UAB opened the Crimson Tide’s softball stadium in 2000 and recorded the first hit, RBI and run. Several years later, Townsend told Alabama coach Patrick Murphy that she wanted the Crimson Tide to return the favor when UAB constructed its own field, and he agreed to do it.
“I’m glad we were able to make it happen,” Townsend says.
UAB’s first 10 years at George Ward Park are filled with memories — both good and bad.
But Townsend says her teams always appreciated the opportunity to play at the facility and did everything they could to help maintain it.
“The neat thing about these ladies — and it’s been this way since day one — they took pride in George Ward Park,” Townsend says. “They took care of the field, and they worked on it.

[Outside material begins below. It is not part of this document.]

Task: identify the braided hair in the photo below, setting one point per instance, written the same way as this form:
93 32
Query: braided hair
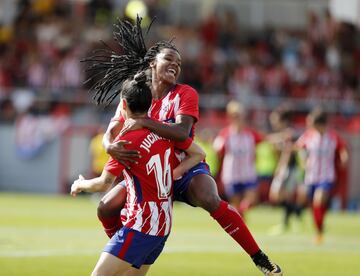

They picked up trash, they raked and they worked. I think that’s why there’s a tremendous sense of ownership now with the new field. They have something they can call their own.”
Townsend saw one of the benefits of the new field the first day of practice — a scene she long has dreamed of witnessing. Midway into practice, several players from the baseball team made their way over to the field to watch.
“I just had this wonderful feeling come over me when I saw that because that’s what we want,” Townsend says. “We want to be side-by-side with baseball and soccer — all of us right there together where we can support each other.”
The new facility has recessed dugouts, bullpens for each team, storage facilities and a scorer’s platform with a public-address system.
The spacious dugouts have restrooms, a training area, power outlets and phone lines. There also are racks and additional space to hang equipment bags, and the large scoreboard in right field features a state-of-the-art LED video screen.
The playing surface also is impressive. The outfield has an elaborate draining system that will enable the field to dry quickly and enhances player safety.
UAB Athletics Director Brian Mackin says the field is a reflection of years of dedication by Townsend, her coaches and players to build a quality program.
“It’s a reward to Marla Townsend and all her hard work for more than a decade, and it’s a showcase for our current and former student athletes,” Mackin says. “They’ve all been part of building a program, and now they have an on-campus stadium to show for their work.”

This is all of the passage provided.